Predictive Analysis: Wonders of Machine Learning With Apache Spark MLLIB

Debajani Mohanty

Published Jul 12, 2016

Have you heard of the freaky AI Robot that learns new words in real-time and tells Human Creators it will keep them in a “People Zoo”? Ref - http://www.johnnyetc.com/robot-says-he-will-put-humans-in-a-people-zoo/

Yes we are talking about the wonders of artificial intelligence and machine learning here. Predictive Analytics Market would worth 9.20 Billion USD by 2020. Love or Hate It, Predictive Analytics Is the Next Big Thing in market that we all got to learn.

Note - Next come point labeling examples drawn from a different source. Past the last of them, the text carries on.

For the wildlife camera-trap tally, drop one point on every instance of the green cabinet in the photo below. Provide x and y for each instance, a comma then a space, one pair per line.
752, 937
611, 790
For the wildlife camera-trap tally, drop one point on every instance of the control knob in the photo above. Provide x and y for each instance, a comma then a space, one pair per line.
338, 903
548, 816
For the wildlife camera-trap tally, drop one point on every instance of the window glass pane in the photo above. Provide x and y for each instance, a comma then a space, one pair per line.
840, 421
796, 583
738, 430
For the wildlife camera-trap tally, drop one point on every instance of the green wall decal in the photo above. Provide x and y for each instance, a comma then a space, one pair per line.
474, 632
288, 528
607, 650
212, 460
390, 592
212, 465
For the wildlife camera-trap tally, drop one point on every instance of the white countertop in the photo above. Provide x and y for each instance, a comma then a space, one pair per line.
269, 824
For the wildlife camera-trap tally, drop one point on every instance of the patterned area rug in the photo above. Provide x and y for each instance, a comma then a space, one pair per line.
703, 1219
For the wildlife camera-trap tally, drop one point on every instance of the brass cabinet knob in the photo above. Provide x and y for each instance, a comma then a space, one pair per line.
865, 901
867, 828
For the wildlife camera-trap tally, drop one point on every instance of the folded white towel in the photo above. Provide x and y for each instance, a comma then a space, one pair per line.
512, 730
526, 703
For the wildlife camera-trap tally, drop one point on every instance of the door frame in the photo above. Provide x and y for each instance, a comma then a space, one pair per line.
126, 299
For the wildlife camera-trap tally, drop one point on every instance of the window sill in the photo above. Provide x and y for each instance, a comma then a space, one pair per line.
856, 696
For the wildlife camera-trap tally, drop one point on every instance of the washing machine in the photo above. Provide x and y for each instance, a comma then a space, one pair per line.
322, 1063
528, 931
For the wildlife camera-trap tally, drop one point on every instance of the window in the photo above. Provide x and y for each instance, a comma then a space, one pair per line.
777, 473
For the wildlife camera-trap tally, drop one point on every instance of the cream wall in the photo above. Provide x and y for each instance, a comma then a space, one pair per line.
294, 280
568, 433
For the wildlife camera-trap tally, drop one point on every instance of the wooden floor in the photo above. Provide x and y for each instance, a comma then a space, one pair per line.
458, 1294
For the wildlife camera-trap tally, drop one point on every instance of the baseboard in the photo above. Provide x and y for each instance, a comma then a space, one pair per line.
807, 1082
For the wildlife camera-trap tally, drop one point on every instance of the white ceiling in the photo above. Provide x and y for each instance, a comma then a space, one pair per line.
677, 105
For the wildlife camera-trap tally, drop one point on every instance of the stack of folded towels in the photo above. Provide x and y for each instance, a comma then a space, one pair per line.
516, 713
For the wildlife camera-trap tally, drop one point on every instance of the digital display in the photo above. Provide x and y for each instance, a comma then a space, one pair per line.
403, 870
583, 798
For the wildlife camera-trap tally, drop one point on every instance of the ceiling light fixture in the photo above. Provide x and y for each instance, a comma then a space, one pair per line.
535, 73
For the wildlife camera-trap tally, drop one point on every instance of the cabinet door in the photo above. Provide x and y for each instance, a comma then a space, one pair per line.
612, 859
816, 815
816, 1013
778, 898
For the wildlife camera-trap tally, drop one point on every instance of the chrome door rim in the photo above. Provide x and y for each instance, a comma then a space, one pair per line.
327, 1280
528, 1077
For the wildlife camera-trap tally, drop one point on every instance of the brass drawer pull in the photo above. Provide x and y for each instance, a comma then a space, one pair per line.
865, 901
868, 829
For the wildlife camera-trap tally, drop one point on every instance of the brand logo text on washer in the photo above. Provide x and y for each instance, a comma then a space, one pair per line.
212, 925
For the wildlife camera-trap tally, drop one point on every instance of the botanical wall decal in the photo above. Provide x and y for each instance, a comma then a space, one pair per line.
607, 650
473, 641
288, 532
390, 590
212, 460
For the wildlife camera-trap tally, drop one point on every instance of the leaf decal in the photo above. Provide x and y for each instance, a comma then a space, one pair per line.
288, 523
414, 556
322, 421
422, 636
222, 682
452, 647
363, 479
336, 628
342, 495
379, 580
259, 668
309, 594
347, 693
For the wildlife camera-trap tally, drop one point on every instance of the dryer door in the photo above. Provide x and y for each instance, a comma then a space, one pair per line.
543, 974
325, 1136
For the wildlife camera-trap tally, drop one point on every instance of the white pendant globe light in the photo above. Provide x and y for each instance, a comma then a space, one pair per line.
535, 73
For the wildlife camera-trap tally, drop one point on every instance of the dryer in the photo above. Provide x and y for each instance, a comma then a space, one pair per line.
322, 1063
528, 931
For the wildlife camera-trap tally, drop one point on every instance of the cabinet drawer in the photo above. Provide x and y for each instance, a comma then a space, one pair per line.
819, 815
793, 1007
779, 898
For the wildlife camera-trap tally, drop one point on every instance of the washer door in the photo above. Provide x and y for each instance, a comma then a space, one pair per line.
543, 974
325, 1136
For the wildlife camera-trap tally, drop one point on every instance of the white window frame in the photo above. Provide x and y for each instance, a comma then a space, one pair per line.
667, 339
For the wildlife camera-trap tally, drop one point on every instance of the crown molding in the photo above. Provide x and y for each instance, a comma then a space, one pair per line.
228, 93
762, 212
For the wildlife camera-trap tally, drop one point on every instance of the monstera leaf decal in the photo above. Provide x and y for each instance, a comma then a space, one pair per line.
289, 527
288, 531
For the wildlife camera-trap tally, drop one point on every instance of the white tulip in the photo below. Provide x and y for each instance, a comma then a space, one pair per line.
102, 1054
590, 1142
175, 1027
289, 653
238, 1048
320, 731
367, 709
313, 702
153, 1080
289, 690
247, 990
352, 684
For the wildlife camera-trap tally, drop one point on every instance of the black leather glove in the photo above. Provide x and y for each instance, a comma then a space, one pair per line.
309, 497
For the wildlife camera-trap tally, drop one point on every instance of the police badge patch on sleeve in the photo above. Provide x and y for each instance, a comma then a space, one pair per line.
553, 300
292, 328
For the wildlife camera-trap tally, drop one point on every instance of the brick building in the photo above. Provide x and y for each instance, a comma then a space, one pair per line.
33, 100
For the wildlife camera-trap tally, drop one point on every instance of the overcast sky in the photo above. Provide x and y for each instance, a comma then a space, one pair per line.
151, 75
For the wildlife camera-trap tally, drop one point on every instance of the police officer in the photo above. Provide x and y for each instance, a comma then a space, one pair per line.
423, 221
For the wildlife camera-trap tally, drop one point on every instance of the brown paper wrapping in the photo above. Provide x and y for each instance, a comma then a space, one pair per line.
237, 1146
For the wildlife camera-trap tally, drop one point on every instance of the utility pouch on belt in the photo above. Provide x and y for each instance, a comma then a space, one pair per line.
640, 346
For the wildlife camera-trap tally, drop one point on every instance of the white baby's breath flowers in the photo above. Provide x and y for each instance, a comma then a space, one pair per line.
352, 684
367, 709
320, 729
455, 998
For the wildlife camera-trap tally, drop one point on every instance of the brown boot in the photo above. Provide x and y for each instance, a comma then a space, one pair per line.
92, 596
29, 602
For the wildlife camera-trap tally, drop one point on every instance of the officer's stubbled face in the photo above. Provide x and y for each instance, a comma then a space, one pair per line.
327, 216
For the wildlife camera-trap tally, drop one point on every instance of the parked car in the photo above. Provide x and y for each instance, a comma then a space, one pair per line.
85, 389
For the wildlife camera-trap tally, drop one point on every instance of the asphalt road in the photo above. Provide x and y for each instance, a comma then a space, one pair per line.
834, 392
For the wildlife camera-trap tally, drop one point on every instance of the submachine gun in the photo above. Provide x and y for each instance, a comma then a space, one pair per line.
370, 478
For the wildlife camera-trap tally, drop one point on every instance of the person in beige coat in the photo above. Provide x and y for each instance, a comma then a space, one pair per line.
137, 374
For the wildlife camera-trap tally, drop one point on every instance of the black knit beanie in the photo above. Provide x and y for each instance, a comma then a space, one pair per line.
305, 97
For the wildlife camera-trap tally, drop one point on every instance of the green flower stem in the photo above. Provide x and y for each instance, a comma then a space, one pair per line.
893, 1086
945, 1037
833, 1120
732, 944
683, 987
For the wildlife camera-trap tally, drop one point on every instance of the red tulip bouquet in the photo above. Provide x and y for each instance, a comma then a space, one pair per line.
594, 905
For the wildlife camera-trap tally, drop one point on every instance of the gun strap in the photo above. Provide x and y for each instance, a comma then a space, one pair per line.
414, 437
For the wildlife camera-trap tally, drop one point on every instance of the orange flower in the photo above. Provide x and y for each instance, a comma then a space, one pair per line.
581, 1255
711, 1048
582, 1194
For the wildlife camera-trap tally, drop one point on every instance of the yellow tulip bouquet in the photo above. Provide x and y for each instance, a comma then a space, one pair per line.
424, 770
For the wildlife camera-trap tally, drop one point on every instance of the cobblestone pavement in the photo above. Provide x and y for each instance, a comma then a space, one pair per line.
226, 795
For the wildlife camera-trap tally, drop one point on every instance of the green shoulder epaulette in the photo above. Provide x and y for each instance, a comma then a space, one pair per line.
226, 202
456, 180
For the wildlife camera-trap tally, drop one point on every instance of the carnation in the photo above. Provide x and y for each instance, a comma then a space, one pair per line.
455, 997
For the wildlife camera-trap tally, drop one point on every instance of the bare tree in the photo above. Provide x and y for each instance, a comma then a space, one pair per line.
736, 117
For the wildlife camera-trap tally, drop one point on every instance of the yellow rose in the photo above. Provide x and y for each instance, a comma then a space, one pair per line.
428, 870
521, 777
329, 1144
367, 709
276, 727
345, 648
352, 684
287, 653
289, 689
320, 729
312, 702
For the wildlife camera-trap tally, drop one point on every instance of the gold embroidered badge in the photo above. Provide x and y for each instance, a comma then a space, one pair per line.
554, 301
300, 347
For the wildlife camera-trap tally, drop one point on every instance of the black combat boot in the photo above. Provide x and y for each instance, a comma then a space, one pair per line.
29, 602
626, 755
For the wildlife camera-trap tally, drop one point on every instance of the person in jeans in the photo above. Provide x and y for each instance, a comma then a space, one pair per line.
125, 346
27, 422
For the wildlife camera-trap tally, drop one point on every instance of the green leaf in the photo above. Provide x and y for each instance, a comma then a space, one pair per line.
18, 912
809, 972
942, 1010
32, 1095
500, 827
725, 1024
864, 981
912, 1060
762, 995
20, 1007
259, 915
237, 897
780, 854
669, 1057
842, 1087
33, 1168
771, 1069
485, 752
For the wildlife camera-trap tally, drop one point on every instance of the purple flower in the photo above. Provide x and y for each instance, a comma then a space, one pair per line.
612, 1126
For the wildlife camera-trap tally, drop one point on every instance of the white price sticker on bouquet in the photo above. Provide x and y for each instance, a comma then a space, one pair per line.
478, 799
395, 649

Predictive analytics provides a predictive score or probability in order to determine organizational processes such as in marketing, credit risk assessment, fraud detection, manufacturing, healthcare, financial services, insurance, telecommunications, retail, travel, healthcare, pharmaceuticals, capacity planning and other fields.

It uses a variety of statistical techniques that analyze current and historical facts to make predictions about future or otherwise unknown events. Among these techniques usage of machine learning is gaining momentum in today’s market.

Three Categories of Techniques for Machine Learning

Three common categories of machine learning techniques are Classification, Clustering and Collaborative Filtering.

Classification: Gmail uses a machine learning technique called classification to designate if an email is spam or not, based on the data of an email: the sender, recipients, subject, and message body. Classification takes a set of data with known labels and learns how to label new records based on that information.
Clustering: Google News uses a technique called clustering to group news articles into different categories, based on title and content. Clustering algorithms discover groupings that occur in collections of data.
Collaborative Filtering: Amazon uses a machine learning technique called collaborative filtering (commonly referred to as recommendation), to determine which products users will like based on their history and similarity to other users.

Overview of ML Algorithms

In general, machine learning may be broken down into two classes of algorithms: supervised and unsupervised.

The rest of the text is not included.